Hedayat Khaldar SAGHIR, Plaintiff-Appellant v. SCHENKER LOGISTICS, INC., Defendant-Appellee.
    No. 11-3122.
    United States Court of Appeals, Eighth Circuit.
    Submitted: July 18, 2012.
    Filed: April 16, 2013.
    Mary Katherine Pilcher Hayek, Kennedy & Cruise, Alison Ann Werner Smith, Hayek & Brown, Iowa City, IA, for Plaintiff-Appellant.
    Hedayat Khaidar Saghir, Iowa City, IA, pro se.
    Diane Kutzko, Mark L. Zaiger, Shuttle-worth & Ingersoll, Cedar Rapids, IA, for D efendant-App ellee.
    Before WOLLMAN, MELLOY, and SMITH, Circuit Judges.
   PER CURIAM.

Hedayat Khaidar Saghir appeals the district court’s adverse grant of summary judgment in his action against his former employer, Schenker Logistics, Inc. (Schenker). In October 2009, Saghir filed an action against Schenker in Iowa state court, asserting the following claims: (1) disability discrimination under the Americans with Disabilities Act (ADA), (2) wrongful discharge, and (3) violation of his right to workers’ compensation. Schenker subsequently removed the case to federal district court.
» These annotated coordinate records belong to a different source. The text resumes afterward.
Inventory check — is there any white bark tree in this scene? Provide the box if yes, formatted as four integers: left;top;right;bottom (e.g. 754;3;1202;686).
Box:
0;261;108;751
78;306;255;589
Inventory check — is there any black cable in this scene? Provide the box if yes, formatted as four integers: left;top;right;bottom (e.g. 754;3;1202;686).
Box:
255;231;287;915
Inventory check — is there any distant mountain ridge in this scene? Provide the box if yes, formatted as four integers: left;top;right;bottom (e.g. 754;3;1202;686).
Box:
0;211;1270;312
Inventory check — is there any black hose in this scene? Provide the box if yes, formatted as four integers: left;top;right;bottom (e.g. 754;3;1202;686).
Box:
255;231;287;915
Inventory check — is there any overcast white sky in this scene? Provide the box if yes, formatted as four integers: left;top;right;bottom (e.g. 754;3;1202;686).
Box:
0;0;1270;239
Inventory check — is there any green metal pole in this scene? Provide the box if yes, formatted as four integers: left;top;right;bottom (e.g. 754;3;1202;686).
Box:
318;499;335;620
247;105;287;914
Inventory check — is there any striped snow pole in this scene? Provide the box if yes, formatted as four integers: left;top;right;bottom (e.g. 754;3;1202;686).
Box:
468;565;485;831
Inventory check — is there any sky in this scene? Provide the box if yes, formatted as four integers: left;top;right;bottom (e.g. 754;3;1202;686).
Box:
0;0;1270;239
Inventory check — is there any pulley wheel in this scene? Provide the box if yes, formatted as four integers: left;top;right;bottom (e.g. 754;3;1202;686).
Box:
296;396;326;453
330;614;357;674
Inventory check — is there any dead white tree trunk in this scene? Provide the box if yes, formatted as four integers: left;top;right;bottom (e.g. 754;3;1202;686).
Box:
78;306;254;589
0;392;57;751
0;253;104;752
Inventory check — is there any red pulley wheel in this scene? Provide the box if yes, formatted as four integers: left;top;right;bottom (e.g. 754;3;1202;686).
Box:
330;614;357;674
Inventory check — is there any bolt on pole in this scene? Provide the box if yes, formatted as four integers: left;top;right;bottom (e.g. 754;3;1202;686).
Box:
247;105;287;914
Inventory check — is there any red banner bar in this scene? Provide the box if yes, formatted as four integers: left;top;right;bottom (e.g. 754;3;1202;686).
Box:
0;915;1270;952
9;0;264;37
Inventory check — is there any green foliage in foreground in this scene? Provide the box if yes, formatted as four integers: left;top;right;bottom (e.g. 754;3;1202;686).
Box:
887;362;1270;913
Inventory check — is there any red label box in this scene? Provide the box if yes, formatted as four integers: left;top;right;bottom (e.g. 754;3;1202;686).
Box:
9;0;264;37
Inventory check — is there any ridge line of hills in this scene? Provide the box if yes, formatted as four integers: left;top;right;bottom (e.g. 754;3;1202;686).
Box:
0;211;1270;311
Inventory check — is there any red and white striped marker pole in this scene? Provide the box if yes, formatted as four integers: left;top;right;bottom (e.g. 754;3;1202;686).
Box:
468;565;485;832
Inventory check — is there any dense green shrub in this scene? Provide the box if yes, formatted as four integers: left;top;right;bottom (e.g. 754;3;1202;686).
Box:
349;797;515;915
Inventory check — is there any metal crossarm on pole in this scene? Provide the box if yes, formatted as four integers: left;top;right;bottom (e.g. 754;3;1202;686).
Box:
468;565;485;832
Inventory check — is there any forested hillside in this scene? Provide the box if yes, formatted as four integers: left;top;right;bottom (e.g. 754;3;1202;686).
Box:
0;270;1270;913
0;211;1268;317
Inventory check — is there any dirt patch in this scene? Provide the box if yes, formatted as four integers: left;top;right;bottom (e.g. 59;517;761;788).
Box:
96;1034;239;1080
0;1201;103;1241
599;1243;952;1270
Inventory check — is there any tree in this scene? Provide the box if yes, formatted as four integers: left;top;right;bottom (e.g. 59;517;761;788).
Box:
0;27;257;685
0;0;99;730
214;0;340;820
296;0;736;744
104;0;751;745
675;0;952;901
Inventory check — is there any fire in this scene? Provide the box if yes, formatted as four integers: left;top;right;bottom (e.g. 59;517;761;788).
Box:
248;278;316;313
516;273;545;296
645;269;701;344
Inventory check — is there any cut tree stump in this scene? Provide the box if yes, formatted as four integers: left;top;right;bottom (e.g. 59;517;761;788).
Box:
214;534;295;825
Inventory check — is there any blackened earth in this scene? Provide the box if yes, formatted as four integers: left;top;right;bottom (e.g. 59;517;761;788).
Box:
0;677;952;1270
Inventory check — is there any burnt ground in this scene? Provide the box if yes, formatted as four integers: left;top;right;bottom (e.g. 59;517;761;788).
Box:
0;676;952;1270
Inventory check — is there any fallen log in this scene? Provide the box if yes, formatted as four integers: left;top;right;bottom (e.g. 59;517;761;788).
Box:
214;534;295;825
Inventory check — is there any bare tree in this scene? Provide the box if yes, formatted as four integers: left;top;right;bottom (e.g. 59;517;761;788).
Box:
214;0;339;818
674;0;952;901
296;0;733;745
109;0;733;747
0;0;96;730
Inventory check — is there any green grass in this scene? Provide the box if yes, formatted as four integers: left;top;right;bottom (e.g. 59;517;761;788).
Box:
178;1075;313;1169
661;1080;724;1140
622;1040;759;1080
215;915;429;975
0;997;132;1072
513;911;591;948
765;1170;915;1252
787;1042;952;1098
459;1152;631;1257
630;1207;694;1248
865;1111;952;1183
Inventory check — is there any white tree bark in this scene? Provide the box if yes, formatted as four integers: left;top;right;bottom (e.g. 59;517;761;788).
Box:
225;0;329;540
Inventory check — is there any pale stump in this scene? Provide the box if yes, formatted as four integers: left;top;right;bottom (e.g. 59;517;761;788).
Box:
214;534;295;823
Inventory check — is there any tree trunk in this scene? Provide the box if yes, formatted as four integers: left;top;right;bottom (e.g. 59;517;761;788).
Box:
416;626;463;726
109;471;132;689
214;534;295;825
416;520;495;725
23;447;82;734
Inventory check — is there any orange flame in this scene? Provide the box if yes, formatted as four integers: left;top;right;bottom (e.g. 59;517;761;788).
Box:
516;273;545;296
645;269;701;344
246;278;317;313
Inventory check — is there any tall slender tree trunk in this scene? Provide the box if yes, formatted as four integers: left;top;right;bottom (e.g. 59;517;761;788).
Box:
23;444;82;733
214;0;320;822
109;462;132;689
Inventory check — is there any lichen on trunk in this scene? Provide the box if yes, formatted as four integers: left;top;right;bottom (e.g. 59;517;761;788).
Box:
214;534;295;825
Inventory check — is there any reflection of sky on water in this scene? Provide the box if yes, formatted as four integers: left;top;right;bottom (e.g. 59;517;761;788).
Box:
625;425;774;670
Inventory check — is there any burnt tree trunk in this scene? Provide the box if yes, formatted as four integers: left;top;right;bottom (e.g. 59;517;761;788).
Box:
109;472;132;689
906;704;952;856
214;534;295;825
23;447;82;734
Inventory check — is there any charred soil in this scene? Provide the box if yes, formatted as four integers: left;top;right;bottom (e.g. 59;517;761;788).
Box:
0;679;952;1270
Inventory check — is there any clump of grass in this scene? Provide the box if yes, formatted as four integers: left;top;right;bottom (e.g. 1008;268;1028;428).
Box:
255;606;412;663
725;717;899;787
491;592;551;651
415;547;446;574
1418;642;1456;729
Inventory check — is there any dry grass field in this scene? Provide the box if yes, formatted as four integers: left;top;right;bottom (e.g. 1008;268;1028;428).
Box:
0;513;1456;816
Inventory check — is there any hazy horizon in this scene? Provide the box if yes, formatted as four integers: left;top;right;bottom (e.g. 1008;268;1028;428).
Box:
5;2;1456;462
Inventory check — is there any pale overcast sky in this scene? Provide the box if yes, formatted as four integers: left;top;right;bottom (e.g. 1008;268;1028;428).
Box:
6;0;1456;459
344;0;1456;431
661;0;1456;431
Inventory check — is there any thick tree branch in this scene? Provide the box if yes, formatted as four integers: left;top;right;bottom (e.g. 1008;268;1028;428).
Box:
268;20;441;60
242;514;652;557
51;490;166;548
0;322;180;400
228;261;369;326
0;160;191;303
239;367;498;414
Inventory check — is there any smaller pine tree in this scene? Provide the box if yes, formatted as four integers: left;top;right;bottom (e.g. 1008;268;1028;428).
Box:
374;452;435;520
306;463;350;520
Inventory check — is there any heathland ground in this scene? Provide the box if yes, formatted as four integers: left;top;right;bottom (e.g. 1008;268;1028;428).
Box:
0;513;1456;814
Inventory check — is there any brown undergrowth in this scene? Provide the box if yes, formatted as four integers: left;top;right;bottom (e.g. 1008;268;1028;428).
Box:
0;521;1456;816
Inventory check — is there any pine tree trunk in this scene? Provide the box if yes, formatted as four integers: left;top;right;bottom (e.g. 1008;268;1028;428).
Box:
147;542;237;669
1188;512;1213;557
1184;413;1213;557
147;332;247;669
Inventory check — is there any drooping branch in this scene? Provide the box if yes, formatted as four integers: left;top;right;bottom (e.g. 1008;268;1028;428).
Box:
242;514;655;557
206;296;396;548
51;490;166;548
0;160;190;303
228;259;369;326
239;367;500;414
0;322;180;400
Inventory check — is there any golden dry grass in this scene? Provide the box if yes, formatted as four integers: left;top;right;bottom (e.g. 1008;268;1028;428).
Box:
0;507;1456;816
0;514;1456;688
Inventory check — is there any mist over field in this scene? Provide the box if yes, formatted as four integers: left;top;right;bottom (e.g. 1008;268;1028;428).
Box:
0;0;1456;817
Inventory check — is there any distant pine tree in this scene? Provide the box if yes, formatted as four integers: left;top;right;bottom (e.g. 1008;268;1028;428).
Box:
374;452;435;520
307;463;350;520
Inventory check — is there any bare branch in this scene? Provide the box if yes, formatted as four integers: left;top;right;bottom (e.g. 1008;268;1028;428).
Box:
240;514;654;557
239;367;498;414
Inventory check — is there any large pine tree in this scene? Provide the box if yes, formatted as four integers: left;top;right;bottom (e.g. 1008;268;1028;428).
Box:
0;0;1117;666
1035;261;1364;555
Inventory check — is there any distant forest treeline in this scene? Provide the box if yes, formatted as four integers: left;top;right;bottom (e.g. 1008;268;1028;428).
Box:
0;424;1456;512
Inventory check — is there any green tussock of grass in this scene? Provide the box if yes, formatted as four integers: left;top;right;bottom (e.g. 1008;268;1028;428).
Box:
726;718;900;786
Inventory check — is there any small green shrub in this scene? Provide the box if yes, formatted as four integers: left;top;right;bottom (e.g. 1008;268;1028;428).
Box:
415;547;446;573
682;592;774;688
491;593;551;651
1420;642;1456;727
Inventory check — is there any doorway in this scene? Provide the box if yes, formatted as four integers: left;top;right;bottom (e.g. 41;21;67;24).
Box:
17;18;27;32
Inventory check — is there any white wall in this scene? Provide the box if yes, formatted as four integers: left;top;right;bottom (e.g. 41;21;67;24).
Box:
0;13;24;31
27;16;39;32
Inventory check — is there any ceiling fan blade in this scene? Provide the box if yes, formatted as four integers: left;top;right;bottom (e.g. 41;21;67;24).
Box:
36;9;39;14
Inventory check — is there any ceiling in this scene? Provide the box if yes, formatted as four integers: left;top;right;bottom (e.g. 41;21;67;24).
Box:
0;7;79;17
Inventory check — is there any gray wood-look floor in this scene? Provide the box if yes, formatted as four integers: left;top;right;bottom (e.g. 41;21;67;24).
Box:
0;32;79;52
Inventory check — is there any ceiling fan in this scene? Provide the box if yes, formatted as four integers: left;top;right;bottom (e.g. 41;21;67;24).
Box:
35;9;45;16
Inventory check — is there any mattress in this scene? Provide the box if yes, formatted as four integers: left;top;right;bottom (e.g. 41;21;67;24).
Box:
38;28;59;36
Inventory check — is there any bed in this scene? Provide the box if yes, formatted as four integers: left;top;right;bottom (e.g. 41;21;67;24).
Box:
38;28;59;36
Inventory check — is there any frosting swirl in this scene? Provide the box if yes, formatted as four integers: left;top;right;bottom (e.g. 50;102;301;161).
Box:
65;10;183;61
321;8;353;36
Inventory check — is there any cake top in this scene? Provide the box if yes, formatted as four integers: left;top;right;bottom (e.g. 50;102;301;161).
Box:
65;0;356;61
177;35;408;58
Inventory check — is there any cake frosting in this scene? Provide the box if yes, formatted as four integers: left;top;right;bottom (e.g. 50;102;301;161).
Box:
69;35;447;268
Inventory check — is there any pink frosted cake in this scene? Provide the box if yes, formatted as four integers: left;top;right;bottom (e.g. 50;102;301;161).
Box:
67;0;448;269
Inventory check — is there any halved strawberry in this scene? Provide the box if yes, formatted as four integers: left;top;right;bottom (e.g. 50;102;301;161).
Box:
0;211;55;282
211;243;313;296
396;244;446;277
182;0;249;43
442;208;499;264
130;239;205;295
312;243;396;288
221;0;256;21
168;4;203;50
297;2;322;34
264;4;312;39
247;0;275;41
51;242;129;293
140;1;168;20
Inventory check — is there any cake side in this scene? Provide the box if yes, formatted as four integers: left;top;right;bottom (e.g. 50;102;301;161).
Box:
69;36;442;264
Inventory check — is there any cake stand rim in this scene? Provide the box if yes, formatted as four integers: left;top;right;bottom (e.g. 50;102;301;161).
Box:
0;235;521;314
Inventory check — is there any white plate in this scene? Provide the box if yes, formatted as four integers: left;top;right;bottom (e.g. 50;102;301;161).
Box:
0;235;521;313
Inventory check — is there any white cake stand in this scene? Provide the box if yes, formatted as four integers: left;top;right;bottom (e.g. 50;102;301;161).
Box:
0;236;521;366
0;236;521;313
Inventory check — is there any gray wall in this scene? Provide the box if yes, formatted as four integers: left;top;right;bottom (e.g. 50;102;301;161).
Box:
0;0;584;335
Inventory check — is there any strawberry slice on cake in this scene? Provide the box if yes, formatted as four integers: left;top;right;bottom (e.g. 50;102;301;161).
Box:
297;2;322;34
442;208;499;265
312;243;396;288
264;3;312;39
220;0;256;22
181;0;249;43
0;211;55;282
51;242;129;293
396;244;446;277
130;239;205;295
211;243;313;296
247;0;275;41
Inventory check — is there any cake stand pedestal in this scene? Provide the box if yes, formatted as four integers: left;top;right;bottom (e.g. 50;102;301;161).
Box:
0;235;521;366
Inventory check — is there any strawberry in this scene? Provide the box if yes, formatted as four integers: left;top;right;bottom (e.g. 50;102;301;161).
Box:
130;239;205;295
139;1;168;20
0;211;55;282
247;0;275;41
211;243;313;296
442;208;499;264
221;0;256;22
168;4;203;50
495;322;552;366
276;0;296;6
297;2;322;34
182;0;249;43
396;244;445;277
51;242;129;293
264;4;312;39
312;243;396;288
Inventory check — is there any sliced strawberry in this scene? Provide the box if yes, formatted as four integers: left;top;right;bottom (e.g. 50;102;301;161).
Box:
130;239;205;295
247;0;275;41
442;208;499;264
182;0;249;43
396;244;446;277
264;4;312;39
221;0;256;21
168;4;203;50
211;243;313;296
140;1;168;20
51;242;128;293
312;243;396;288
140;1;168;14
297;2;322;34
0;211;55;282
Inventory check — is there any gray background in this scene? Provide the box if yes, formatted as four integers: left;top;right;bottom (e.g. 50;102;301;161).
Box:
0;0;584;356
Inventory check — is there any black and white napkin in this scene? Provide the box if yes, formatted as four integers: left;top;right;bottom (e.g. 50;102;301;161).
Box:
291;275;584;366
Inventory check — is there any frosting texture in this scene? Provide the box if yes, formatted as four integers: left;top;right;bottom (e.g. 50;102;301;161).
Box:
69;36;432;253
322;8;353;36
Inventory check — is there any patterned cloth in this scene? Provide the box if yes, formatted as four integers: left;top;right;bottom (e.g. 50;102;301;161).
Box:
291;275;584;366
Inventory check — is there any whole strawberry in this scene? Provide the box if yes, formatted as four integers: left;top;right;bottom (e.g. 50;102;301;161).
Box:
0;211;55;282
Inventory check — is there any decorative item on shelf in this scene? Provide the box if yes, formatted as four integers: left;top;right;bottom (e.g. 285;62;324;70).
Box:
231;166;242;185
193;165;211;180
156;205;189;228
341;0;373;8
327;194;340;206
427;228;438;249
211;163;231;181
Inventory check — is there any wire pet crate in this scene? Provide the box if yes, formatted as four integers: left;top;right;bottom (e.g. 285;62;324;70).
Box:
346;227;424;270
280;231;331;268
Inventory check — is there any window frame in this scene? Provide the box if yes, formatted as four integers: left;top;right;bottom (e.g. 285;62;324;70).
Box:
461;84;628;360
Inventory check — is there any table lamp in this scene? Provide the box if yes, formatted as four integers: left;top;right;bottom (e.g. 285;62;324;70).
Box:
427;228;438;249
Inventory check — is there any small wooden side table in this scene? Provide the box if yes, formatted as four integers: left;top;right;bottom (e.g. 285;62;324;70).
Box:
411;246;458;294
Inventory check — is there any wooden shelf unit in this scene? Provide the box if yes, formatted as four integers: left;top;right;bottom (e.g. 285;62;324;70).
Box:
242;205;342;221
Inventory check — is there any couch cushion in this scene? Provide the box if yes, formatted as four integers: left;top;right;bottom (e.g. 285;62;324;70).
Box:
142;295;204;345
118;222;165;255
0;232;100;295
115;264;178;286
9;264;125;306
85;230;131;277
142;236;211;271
Saghir filed an amended complaint on November 12, 2010, changing his third claim to a gross-negligence claim and adding a fourth claim, which alleged that Schenker violated certain notice requirements under the Consolidated Omnibus Budget Reconciliation Act (COBRA). Schenker filed a motion for summary judgment on all of Saghir’s claims, and Saghir opposed the motion as to all counts except his ADA claim. The district court granted the motion on all counts. Saghir now appeals the grant of summary judgment.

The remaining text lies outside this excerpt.